The Golay Cell is has a high sensitivity and is stable. But it also responds slowly and is complex, so it’s generally used exclusively in laboratories.
Finally, there are thermopile IR sensors. A thermopile is composed of several thermocouples usually connected in series. Like a single thermocouple, it works on the principle of the thermoelectric effect, generating a voltage when the dissimilar metals in its thermocouples are exposed to a temperature difference.
As a brief review, thermocouples operate by measuring the temperature differential from their junction point to the point in which the thermocouple output voltage is measured. Where there is a difference in temperature between junctions and points of transition from one metal to another, a current is produced as if generated by a difference of potential between the hot and cold junction.

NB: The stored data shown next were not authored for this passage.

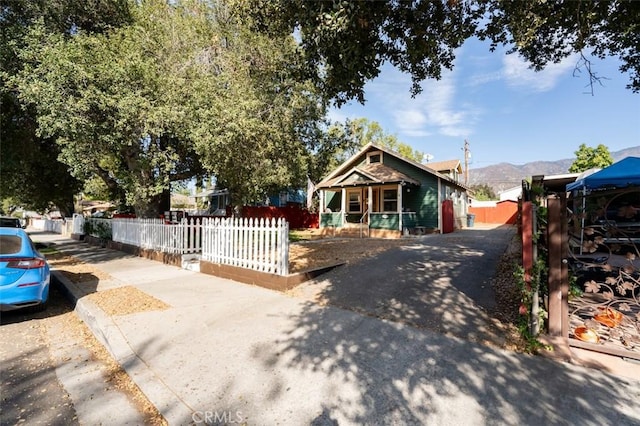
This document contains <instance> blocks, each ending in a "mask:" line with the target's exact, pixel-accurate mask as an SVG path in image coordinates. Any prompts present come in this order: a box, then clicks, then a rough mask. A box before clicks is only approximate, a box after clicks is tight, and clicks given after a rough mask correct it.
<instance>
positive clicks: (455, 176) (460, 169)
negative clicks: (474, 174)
mask: <svg viewBox="0 0 640 426" xmlns="http://www.w3.org/2000/svg"><path fill="white" fill-rule="evenodd" d="M425 166H427V167H429V168H430V169H431V170H435V171H436V172H438V173H440V174H441V175H445V176H447V177H449V178H450V179H453V180H454V181H456V182H459V181H460V177H461V176H462V164H461V163H460V160H446V161H433V162H431V163H427V164H425Z"/></svg>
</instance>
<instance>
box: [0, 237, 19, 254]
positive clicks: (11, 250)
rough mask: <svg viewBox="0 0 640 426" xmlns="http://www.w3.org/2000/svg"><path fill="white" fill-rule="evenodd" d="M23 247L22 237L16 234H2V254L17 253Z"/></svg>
mask: <svg viewBox="0 0 640 426" xmlns="http://www.w3.org/2000/svg"><path fill="white" fill-rule="evenodd" d="M21 248H22V238H20V237H18V236H15V235H0V254H16V253H19V252H20V249H21Z"/></svg>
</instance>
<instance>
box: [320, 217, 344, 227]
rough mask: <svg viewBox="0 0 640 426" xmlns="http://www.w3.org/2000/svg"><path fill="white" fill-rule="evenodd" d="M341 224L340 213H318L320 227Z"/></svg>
mask: <svg viewBox="0 0 640 426" xmlns="http://www.w3.org/2000/svg"><path fill="white" fill-rule="evenodd" d="M327 226H335V227H340V226H342V213H322V214H321V215H320V227H322V228H325V227H327Z"/></svg>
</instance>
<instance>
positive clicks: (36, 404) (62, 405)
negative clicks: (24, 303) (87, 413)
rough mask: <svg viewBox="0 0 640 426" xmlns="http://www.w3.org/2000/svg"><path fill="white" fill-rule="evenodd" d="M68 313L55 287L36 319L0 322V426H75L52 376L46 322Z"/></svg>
mask: <svg viewBox="0 0 640 426" xmlns="http://www.w3.org/2000/svg"><path fill="white" fill-rule="evenodd" d="M71 310H72V307H71V305H70V304H69V302H68V301H67V300H66V299H65V298H64V296H63V295H62V294H61V293H60V291H59V290H58V288H57V287H56V286H55V285H53V286H52V288H51V290H50V304H49V306H48V307H47V309H46V310H45V311H44V312H40V313H37V314H33V313H25V312H24V311H13V312H3V313H2V315H1V316H0V365H1V369H0V382H1V387H2V394H1V395H2V396H1V403H0V424H1V425H15V424H20V423H24V424H30V425H37V424H42V425H61V426H62V425H65V426H66V425H77V424H79V423H78V419H77V416H76V411H75V409H74V407H73V403H72V401H71V399H70V397H69V394H68V393H67V391H66V390H65V389H64V387H63V386H62V384H61V383H60V381H59V380H58V377H57V375H56V370H55V369H56V367H55V363H54V361H53V359H52V355H51V351H50V338H51V337H50V335H49V334H48V332H47V322H48V321H51V320H52V319H53V318H55V317H56V316H59V315H62V314H64V313H66V312H69V311H71Z"/></svg>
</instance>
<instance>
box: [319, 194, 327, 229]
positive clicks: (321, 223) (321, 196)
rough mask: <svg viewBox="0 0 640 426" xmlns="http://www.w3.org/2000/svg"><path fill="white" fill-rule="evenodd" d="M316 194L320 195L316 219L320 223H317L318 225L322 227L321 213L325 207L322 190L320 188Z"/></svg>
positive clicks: (325, 207)
mask: <svg viewBox="0 0 640 426" xmlns="http://www.w3.org/2000/svg"><path fill="white" fill-rule="evenodd" d="M318 195H319V196H320V202H319V203H318V206H319V207H318V221H319V222H320V223H318V227H319V228H322V215H323V214H324V211H325V209H326V207H325V205H324V190H323V189H321V190H320V191H318Z"/></svg>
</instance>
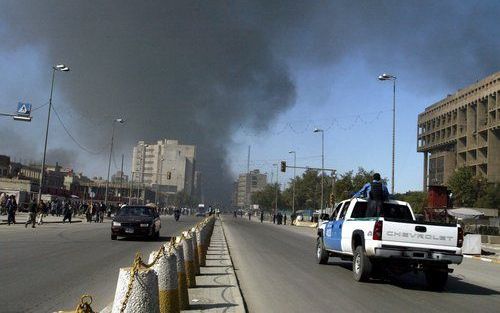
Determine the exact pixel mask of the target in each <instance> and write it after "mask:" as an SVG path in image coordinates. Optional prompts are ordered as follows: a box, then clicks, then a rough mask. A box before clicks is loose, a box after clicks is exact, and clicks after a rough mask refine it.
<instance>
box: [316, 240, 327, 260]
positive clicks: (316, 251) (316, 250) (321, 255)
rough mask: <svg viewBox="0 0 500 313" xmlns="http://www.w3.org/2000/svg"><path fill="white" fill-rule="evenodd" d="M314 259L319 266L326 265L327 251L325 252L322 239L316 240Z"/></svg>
mask: <svg viewBox="0 0 500 313" xmlns="http://www.w3.org/2000/svg"><path fill="white" fill-rule="evenodd" d="M316 258H317V260H318V263H319V264H327V263H328V258H329V255H328V251H326V250H325V246H324V245H323V238H321V237H320V238H318V240H317V244H316Z"/></svg>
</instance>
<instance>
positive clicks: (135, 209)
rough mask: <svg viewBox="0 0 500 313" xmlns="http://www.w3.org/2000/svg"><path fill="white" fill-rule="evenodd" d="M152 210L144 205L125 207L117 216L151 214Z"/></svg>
mask: <svg viewBox="0 0 500 313" xmlns="http://www.w3.org/2000/svg"><path fill="white" fill-rule="evenodd" d="M151 215H152V214H151V210H150V209H149V208H144V207H123V208H121V209H120V210H119V211H118V212H117V213H116V216H151Z"/></svg>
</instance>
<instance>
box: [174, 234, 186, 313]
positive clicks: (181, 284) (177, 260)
mask: <svg viewBox="0 0 500 313" xmlns="http://www.w3.org/2000/svg"><path fill="white" fill-rule="evenodd" d="M173 253H174V254H175V257H176V258H177V286H178V287H177V289H178V290H179V308H180V309H181V310H186V309H188V308H189V294H188V283H187V280H186V268H185V265H184V251H183V248H182V243H181V237H177V238H176V240H175V246H174V250H173Z"/></svg>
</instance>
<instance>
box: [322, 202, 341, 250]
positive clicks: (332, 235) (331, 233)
mask: <svg viewBox="0 0 500 313" xmlns="http://www.w3.org/2000/svg"><path fill="white" fill-rule="evenodd" d="M343 204H344V202H341V203H339V204H337V206H336V207H335V209H334V210H333V213H332V216H331V218H330V221H329V222H328V223H327V224H326V225H325V232H324V234H323V237H324V244H325V247H326V248H327V249H330V250H331V249H333V248H332V247H333V241H332V238H333V234H332V230H333V224H334V223H335V219H336V218H337V215H338V214H339V211H340V210H341V209H342V205H343Z"/></svg>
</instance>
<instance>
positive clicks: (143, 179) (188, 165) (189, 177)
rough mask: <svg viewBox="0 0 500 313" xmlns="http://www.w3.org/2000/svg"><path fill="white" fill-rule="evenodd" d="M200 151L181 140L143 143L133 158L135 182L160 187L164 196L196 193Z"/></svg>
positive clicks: (160, 190)
mask: <svg viewBox="0 0 500 313" xmlns="http://www.w3.org/2000/svg"><path fill="white" fill-rule="evenodd" d="M195 160H196V147H195V146H194V145H181V144H179V142H178V141H177V140H167V139H164V140H160V141H158V142H157V143H155V144H147V143H145V142H144V141H139V142H138V144H137V145H136V146H135V147H134V150H133V156H132V181H134V182H139V183H143V184H146V185H149V186H156V187H157V188H158V189H159V190H160V191H161V192H165V193H177V192H180V191H184V192H186V193H187V194H189V195H192V194H193V193H194V189H195V188H194V183H195Z"/></svg>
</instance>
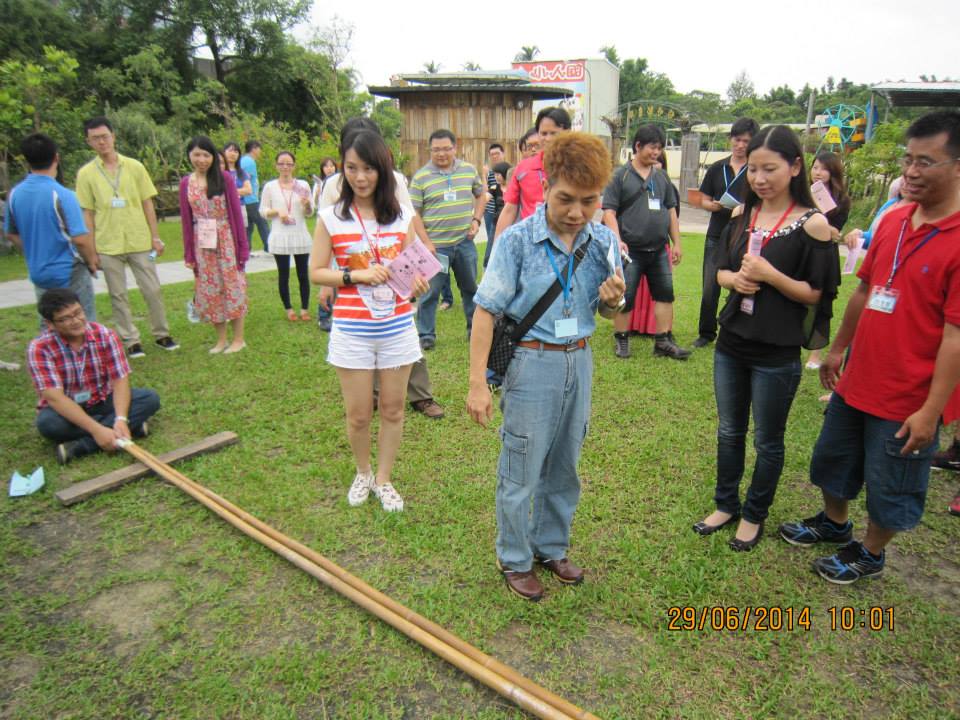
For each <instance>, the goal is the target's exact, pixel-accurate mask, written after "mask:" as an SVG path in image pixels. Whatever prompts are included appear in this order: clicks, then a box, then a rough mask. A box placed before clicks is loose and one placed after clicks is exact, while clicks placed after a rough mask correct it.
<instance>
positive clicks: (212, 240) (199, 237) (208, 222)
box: [197, 218, 217, 250]
mask: <svg viewBox="0 0 960 720" xmlns="http://www.w3.org/2000/svg"><path fill="white" fill-rule="evenodd" d="M197 246H198V247H200V248H203V249H204V250H216V249H217V221H216V220H214V219H213V218H197Z"/></svg>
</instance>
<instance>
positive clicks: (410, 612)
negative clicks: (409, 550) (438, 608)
mask: <svg viewBox="0 0 960 720" xmlns="http://www.w3.org/2000/svg"><path fill="white" fill-rule="evenodd" d="M121 447H122V448H123V449H124V450H126V451H127V452H128V453H129V454H130V455H132V456H133V457H135V458H136V459H137V460H139V461H140V462H141V463H143V464H144V465H146V466H147V467H149V468H151V469H152V470H153V471H154V472H156V473H157V474H158V475H160V477H162V478H164V479H165V480H167V481H168V482H170V483H171V484H173V485H175V486H176V487H178V488H179V489H180V490H182V491H183V492H185V493H186V494H188V495H190V497H192V498H193V499H195V500H196V501H197V502H199V503H201V504H202V505H204V506H205V507H207V508H208V509H209V510H211V511H212V512H214V513H215V514H217V515H219V516H220V517H221V518H222V519H223V520H225V521H226V522H228V523H230V524H231V525H233V526H234V527H236V528H237V529H238V530H240V531H241V532H243V533H244V534H246V535H248V536H250V537H252V538H253V539H255V540H257V541H258V542H260V543H261V544H263V545H264V546H266V547H268V548H269V549H271V550H273V551H274V552H275V553H277V554H278V555H280V556H281V557H283V558H284V559H286V560H287V561H288V562H290V563H292V564H293V565H296V566H297V567H299V568H300V569H301V570H303V571H304V572H307V573H308V574H310V575H312V576H313V577H315V578H317V579H318V580H320V581H321V582H323V583H324V584H325V585H327V586H328V587H330V588H331V589H333V590H336V591H337V592H339V593H340V594H341V595H344V596H345V597H347V598H348V599H349V600H351V601H353V602H354V603H356V604H357V605H359V606H360V607H362V608H364V609H365V610H367V611H368V612H370V613H371V614H373V615H376V616H377V617H379V618H380V619H381V620H383V621H384V622H386V623H388V624H389V625H391V626H392V627H394V628H396V629H397V630H399V631H400V632H402V633H404V634H405V635H407V637H409V638H411V639H412V640H414V641H416V642H418V643H420V644H421V645H423V646H424V647H426V648H427V649H429V650H431V651H432V652H434V653H435V654H437V655H438V656H440V657H441V658H443V659H444V660H446V661H447V662H449V663H451V664H452V665H454V666H455V667H457V668H459V669H460V670H463V671H464V672H465V673H467V674H468V675H470V676H471V677H473V678H474V679H476V680H478V681H480V682H482V683H483V684H485V685H487V686H488V687H490V688H491V689H493V690H495V691H497V692H498V693H500V694H501V695H503V696H504V697H506V698H507V699H509V700H511V701H512V702H514V703H516V704H517V705H519V706H520V707H521V708H523V709H524V710H527V711H529V712H531V713H533V714H534V715H536V716H537V717H539V718H544V719H545V720H599V718H597V717H596V716H594V715H592V714H591V713H588V712H586V711H584V710H582V709H580V708H579V707H577V706H576V705H573V704H572V703H570V702H568V701H566V700H564V699H563V698H561V697H559V696H557V695H555V694H554V693H552V692H550V691H549V690H547V689H546V688H543V687H541V686H540V685H537V684H536V683H534V682H533V681H531V680H530V679H528V678H526V677H524V676H523V675H521V674H520V673H518V672H517V671H516V670H514V669H513V668H511V667H509V666H508V665H504V664H503V663H501V662H499V661H497V660H496V659H494V658H492V657H490V656H489V655H486V654H485V653H483V652H481V651H480V650H478V649H477V648H475V647H474V646H472V645H470V644H469V643H467V642H466V641H464V640H462V639H461V638H458V637H457V636H456V635H454V634H453V633H450V632H449V631H447V630H445V629H444V628H442V627H441V626H439V625H437V624H436V623H433V622H432V621H430V620H427V619H426V618H424V617H423V616H421V615H419V614H417V613H415V612H413V611H412V610H409V609H408V608H406V607H404V606H403V605H401V604H400V603H398V602H396V601H395V600H393V599H392V598H390V597H388V596H387V595H384V594H383V593H381V592H379V591H378V590H376V589H375V588H372V587H371V586H369V585H367V584H366V583H364V582H363V581H362V580H360V579H359V578H357V577H355V576H354V575H351V574H350V573H348V572H347V571H346V570H343V569H342V568H341V567H339V566H338V565H336V564H335V563H333V562H331V561H330V560H328V559H327V558H325V557H323V556H322V555H320V554H319V553H317V552H316V551H314V550H311V549H310V548H307V547H306V546H304V545H302V544H301V543H299V542H297V541H295V540H293V539H291V538H289V537H288V536H286V535H284V534H283V533H281V532H279V531H278V530H276V529H275V528H273V527H271V526H269V525H267V524H266V523H264V522H262V521H261V520H259V519H257V518H256V517H254V516H253V515H250V514H249V513H247V512H246V511H244V510H243V509H241V508H239V507H237V506H236V505H233V504H232V503H230V502H229V501H227V500H225V499H224V498H222V497H220V496H219V495H217V494H216V493H214V492H213V491H211V490H209V489H207V488H205V487H203V486H202V485H200V484H199V483H196V482H194V481H193V480H191V479H190V478H188V477H187V476H186V475H183V473H181V472H179V471H177V470H175V469H174V468H172V467H170V466H169V465H166V464H165V463H163V462H161V461H160V460H158V459H157V458H156V457H155V456H153V455H152V454H151V453H149V452H147V451H146V450H144V449H143V448H141V447H139V446H138V445H136V444H135V443H133V442H132V441H127V442H125V443H122V444H121Z"/></svg>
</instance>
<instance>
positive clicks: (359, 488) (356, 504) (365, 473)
mask: <svg viewBox="0 0 960 720" xmlns="http://www.w3.org/2000/svg"><path fill="white" fill-rule="evenodd" d="M373 484H374V476H373V472H371V471H370V470H368V471H367V472H365V473H362V472H360V471H357V476H356V477H355V478H353V484H352V485H351V486H350V490H349V491H348V492H347V502H348V503H350V506H351V507H357V505H363V504H364V503H365V502H366V501H367V496H368V495H369V494H370V488H371V487H373Z"/></svg>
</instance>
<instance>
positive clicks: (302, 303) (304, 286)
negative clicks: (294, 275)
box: [273, 253, 310, 310]
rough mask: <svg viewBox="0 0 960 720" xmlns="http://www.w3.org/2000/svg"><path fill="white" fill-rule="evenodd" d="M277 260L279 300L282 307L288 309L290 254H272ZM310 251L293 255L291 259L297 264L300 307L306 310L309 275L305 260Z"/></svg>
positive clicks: (308, 282)
mask: <svg viewBox="0 0 960 720" xmlns="http://www.w3.org/2000/svg"><path fill="white" fill-rule="evenodd" d="M273 259H274V260H276V262H277V286H278V287H279V288H280V301H281V302H282V303H283V307H285V308H286V309H287V310H290V256H289V255H274V256H273ZM309 259H310V253H301V254H300V255H294V256H293V261H294V262H295V263H296V264H297V283H299V285H300V307H301V308H303V309H304V310H306V309H307V308H308V307H310V277H309V276H308V273H307V262H308V260H309Z"/></svg>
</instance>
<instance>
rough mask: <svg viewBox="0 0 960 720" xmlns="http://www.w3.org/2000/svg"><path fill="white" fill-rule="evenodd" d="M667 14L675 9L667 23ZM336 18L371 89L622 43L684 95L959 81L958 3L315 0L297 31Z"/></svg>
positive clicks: (595, 53) (360, 72)
mask: <svg viewBox="0 0 960 720" xmlns="http://www.w3.org/2000/svg"><path fill="white" fill-rule="evenodd" d="M585 8H586V10H585ZM731 8H735V9H731ZM664 10H667V11H668V12H669V17H667V18H664V19H659V18H658V17H657V16H658V15H659V14H661V13H662V12H663V11H664ZM334 15H337V16H339V17H340V18H341V19H342V20H344V21H346V22H348V23H351V24H352V25H353V26H354V28H355V33H354V36H353V41H352V43H351V45H352V49H351V53H350V56H349V58H348V61H347V64H349V65H352V66H353V67H354V68H355V69H356V70H358V71H359V73H360V76H361V79H362V82H363V85H364V86H366V85H368V84H370V85H386V84H389V78H390V76H391V75H393V74H397V73H411V72H422V70H423V64H424V63H425V62H428V61H431V60H432V61H435V62H437V63H440V65H441V72H455V71H460V70H462V69H463V68H462V66H463V64H464V63H465V62H468V61H472V62H475V63H478V64H479V65H480V66H481V67H482V68H483V69H485V70H499V69H505V68H509V67H510V63H511V61H512V60H513V56H514V55H515V54H516V53H517V52H518V51H519V49H520V47H521V46H524V45H536V46H537V47H539V48H540V54H539V55H538V56H537V58H538V59H541V60H561V59H577V58H584V57H601V56H602V54H601V53H600V52H599V49H600V47H602V46H604V45H614V46H615V47H616V48H617V51H618V52H619V54H620V57H621V58H622V59H626V58H636V57H644V58H646V59H647V61H648V62H649V66H650V68H651V69H652V70H654V71H656V72H663V73H666V74H667V75H668V76H669V77H670V79H671V80H672V81H673V84H674V86H675V87H676V88H677V89H678V90H679V91H680V92H689V91H691V90H707V91H712V92H717V93H720V94H721V95H722V96H725V95H726V91H727V87H728V86H729V85H730V82H731V81H732V80H733V78H734V77H735V76H736V75H737V73H739V72H740V71H741V70H746V71H747V73H748V74H749V76H750V78H751V79H752V80H753V83H754V86H755V87H756V89H757V92H758V93H759V94H763V93H765V92H767V91H768V90H769V89H770V88H771V87H775V86H778V85H782V84H784V83H786V84H788V85H790V87H792V88H794V89H795V90H798V89H800V88H801V87H803V84H804V83H806V82H809V83H810V84H811V85H814V86H817V87H819V86H821V85H823V84H824V82H825V81H826V79H827V77H828V76H830V75H832V76H833V77H834V78H835V79H836V80H839V79H840V78H841V77H846V78H847V79H849V80H851V81H854V82H863V83H873V82H880V81H883V80H919V76H920V75H921V74H925V75H936V76H937V78H938V79H943V78H946V77H950V78H952V79H955V80H960V43H958V39H957V35H958V30H960V2H958V1H957V0H913V2H905V1H902V0H901V1H900V2H894V1H893V0H847V1H846V2H844V1H843V0H833V1H828V0H807V2H802V1H800V2H796V1H795V2H790V3H785V2H780V1H778V0H775V1H773V2H767V3H762V2H760V3H742V2H741V3H731V2H716V1H715V2H706V0H685V1H682V2H652V3H645V2H616V3H605V2H584V0H553V2H550V1H549V0H547V2H540V1H538V0H533V1H532V2H524V3H509V2H485V3H466V2H463V0H459V1H458V2H437V1H436V0H434V1H433V2H427V1H426V0H356V1H355V2H352V3H343V4H341V3H338V4H336V5H334V4H332V3H331V4H328V3H326V2H324V1H323V0H315V3H314V8H313V13H312V18H313V20H312V24H311V25H310V26H308V27H300V28H298V29H297V30H296V32H295V34H296V35H297V36H298V37H299V38H301V39H303V38H305V37H306V36H307V35H309V33H310V31H311V30H312V29H313V28H323V27H324V26H326V25H329V23H330V21H331V20H332V18H333V17H334Z"/></svg>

Thermocpiles use thermocouples connected in series with a junction located on either side of a thermal resistance layer. The output from the thermocouple pair will be a voltage directly proportional both to the temperature difference across the thermal resistance layer and to the heat flux through the thermal resistance layer. Adding more thermocouple pairs in series boosts the magnitude of the voltage output. Thermopiles can be constructed with a single thermocouple pair, composed of two thermocouple junctions, or multiple thermocouple pairs.
Thermopiles do not respond to absolute temperature; They generate a voltage proportional to a local temperature difference. Thermopiles are widely used in thermometers such as those for measuring body temperature. Spot thermometers also contain thermopiles.